As the product owner and the proud brain-father of the internally built Generative AI (GenAI) Gateway, I am inundated with undue enthusiasms and unrealistic expectations for large language models(LLM) from all directions at the same and all times. I found the CRV theorem for LLM formulated below works remarkably well to bring folks to their senses.
CRV theorem for LLMs
The CRV theorem states the following:
At current maturity of GenAI as of 2024, LLM can provide at most two favorable of the following three metrics:
- Cost. How much money it cost you to train, fine-tune and operate the LLMs?
- Responsiveness. How fast you get an answer from LLM endpoints, with respect to user’s expectation?
- Value. How good are the contents generated by LLM, for your use case?
Or visually with a Venn diagram:
If cost is no issue, you can get valuable contents generated with low latency by:
- Custom train and fine-tune your LLM, by your top-notch GenAI talents, on public as well as your own private data.
- Horizontally scale your LLM endpoint on enough GPU instances to cut latency to your liking.
If responsiveness is no issue, you may still get high values with relatively low cost:
- Construct your GenAI solution in a way such that you appeal to LLM only after other means failed. You searched customer’s question though the whole of your Q&A database at no avail. You Googled for hours on the error message you’re getting without a clue as what’s the root cause… In these situations, users are already conditioned to wait, for anything novel that may point them to a new direction.

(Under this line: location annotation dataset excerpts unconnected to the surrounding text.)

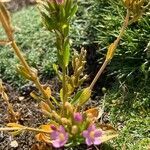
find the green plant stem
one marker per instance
(124, 26)
(64, 88)
(99, 74)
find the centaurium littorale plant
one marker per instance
(69, 123)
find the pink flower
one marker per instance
(59, 1)
(92, 135)
(78, 117)
(59, 137)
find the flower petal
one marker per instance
(91, 127)
(54, 135)
(88, 141)
(98, 133)
(56, 144)
(97, 141)
(85, 134)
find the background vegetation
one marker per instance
(126, 78)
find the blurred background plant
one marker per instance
(127, 78)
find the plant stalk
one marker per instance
(124, 26)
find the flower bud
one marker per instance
(69, 107)
(78, 117)
(65, 121)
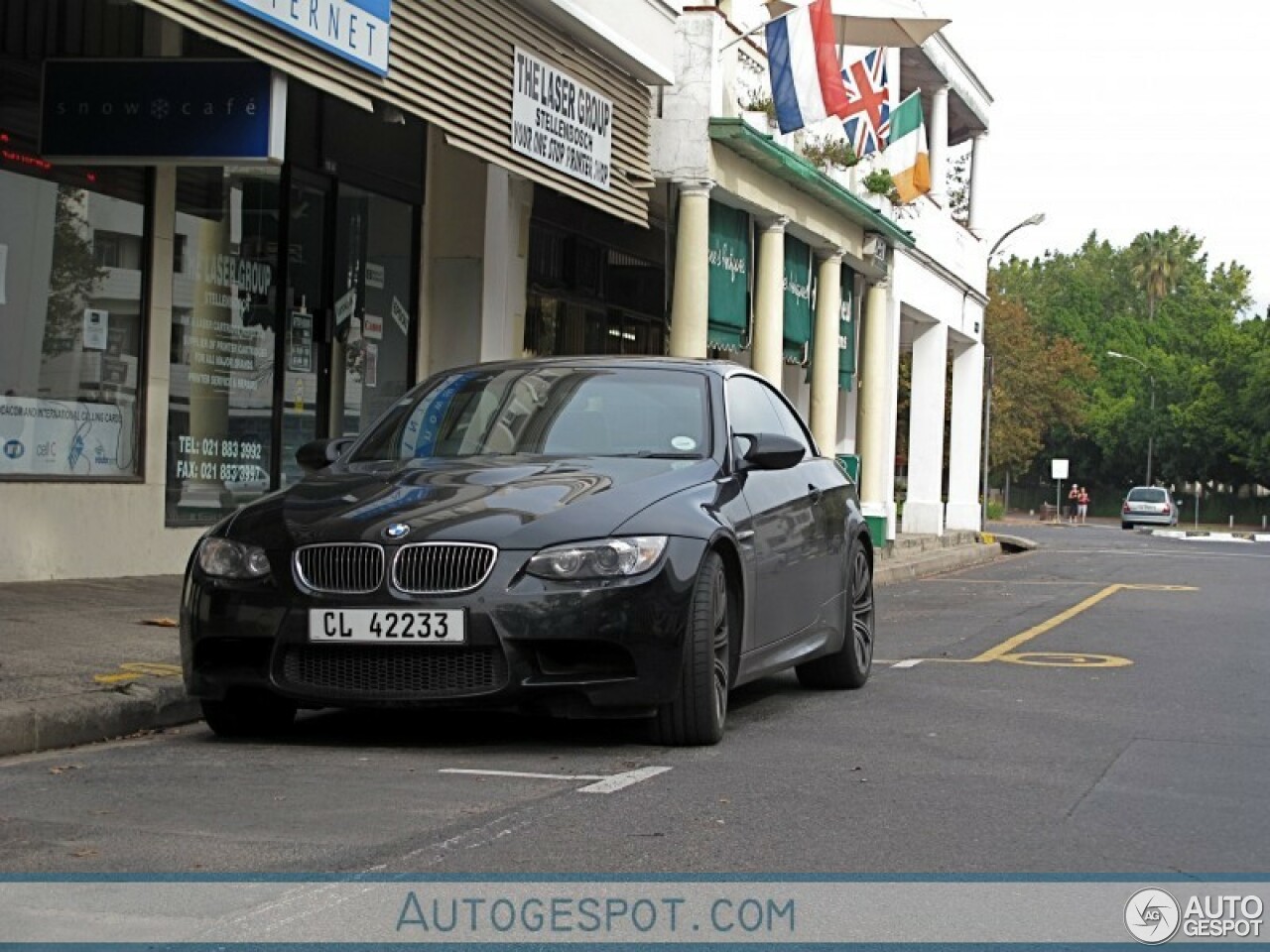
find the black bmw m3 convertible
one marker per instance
(604, 537)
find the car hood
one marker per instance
(508, 502)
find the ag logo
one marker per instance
(1152, 915)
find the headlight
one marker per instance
(227, 558)
(604, 558)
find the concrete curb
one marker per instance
(935, 562)
(68, 720)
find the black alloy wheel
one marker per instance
(848, 666)
(697, 715)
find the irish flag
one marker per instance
(803, 62)
(907, 155)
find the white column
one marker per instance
(976, 150)
(964, 439)
(690, 302)
(506, 264)
(924, 506)
(939, 145)
(873, 407)
(769, 344)
(894, 306)
(825, 353)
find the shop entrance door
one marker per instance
(347, 350)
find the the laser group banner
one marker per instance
(226, 911)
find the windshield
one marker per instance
(547, 412)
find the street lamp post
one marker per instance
(1151, 430)
(1030, 220)
(987, 433)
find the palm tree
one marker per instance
(1159, 259)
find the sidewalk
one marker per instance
(93, 658)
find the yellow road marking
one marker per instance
(131, 670)
(1005, 652)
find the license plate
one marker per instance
(388, 626)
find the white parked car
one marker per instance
(1148, 506)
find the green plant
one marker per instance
(756, 100)
(879, 182)
(828, 153)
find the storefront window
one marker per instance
(71, 280)
(220, 413)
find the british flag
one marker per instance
(867, 121)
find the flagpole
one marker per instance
(752, 31)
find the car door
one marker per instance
(788, 534)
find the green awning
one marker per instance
(738, 136)
(798, 298)
(729, 277)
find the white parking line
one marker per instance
(601, 782)
(529, 775)
(620, 780)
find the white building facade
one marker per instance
(885, 281)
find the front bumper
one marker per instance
(1150, 518)
(595, 648)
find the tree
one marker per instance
(1039, 382)
(959, 188)
(72, 273)
(1157, 261)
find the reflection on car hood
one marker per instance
(509, 502)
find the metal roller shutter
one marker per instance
(449, 63)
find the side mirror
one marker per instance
(771, 451)
(318, 453)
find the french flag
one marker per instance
(803, 61)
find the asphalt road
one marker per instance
(1098, 705)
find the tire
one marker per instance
(697, 715)
(254, 714)
(849, 666)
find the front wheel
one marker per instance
(697, 715)
(848, 666)
(249, 714)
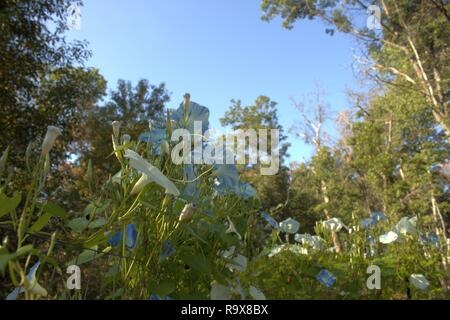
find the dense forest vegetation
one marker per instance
(86, 177)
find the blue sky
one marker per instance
(217, 50)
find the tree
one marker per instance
(311, 130)
(39, 85)
(133, 107)
(263, 114)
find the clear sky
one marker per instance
(217, 50)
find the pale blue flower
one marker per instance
(290, 226)
(167, 251)
(270, 220)
(130, 237)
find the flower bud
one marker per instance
(187, 212)
(49, 140)
(126, 138)
(116, 128)
(3, 160)
(186, 103)
(140, 184)
(165, 149)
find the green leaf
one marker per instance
(198, 263)
(100, 222)
(95, 240)
(9, 204)
(78, 224)
(164, 288)
(54, 210)
(85, 256)
(5, 256)
(41, 222)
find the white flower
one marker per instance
(220, 292)
(306, 239)
(256, 293)
(419, 281)
(239, 263)
(406, 226)
(334, 224)
(116, 128)
(232, 229)
(276, 250)
(49, 139)
(289, 226)
(187, 212)
(389, 237)
(227, 254)
(165, 149)
(117, 177)
(140, 164)
(30, 285)
(126, 138)
(140, 184)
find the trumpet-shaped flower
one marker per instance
(30, 285)
(270, 220)
(256, 294)
(406, 226)
(167, 251)
(297, 249)
(155, 297)
(126, 138)
(116, 128)
(419, 281)
(334, 224)
(389, 237)
(313, 241)
(374, 218)
(289, 226)
(232, 228)
(140, 184)
(140, 164)
(49, 139)
(276, 250)
(187, 212)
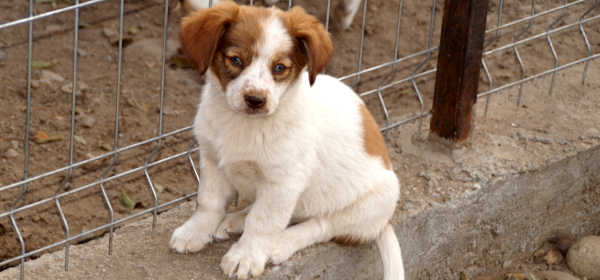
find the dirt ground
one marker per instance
(140, 88)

Cost-responsiveness-value tradeoffs aside, there are scientific and physical limits to LLMs at their current maturity:
- Scientific limits. No matter how many extra layers of human (RLHF) or algorithmic (COT, Reinforcement learning) coaching put around it, LLM at the core is just a next-token predictor with no understanding. Don’t drink the Kool-Aid of artificial general intelligent(AGI) too early. Rather, lay the LLM fibers to your neighborhood and wait, till it’s truly ready for household level consumption.
- Physical limits. If you expect LLM to respond within one second like all your other APIs do. Do a simple arithmetic operation such as 1 + 1 and repeat it 170 billion times to get an idea the number of computations the LLM needs to carry out. The first ‘L’ in LLM is Large for a reason! Hope is not a course of action. We must live within the limit until new tech (e.g. quantum computing) or new architecture (e.g. Mamba, KAN) extends it.
Advices from me, your cool-headed LLM plumber:
- Focus on value. Quality, novelty, creativity… high value generations not only justify high cost but also reduces if not completely removes the sting caused by the long wait. When the coding LLM pinpoints to the line of my bug and proposes a working fix, I’m more than happy to wait for 10 minutes or more for it.
- Curb your enthusiasm. To previous point, ask how much value-add the generative LLM provides to your use case. If the answer is not much, your money will be well spent squeezing more values out of the old tech. Instead of focusing on the “G” (generation) part of RAG (Retrieval Augmented Generation) pattern, your effort might be better spent on the good old ‘R’ (information retrieval).
Similar theorems in other fields
For non-technical executives, I start talking about the CRV theorem for LLM by drawing the parallel to the R2 theorem for investment which they’re intimately familiar with. For technical stakeholders, I draw the parallel between the CRV theorem and the CAP theorem in distributed computing.
R2 theorem for investment
The risk-return trade-off in investment can be re-casted into the risk-return (R2) theorem:
Any investment vehicle can only provide one favorable of the following properties:
- Risk.
- Return.
Or visually:
CAP theorem for distributed system
In the field of distributed computing, the CAP theorem states:
Any distributed system can provide only two of the following three guarantees:
- Consistency. Every read receives the most recent write or an error.
- Availability. Every request receives a (non-error) response, without the guarantee that it contains the most recent write.
- Partition tolerance. The system continues to operate despite an arbitrary number of messages being dropped (or delayed) by the network between nodes.
Visually:
Summary
At the core of all these theorems is the tradeoff among a set of conflicting objectives and/or properties. It’s so ubiquitous that we homo sapiens are doing it all the time, intentionally or subconsciously. Have you trade-off-ed today?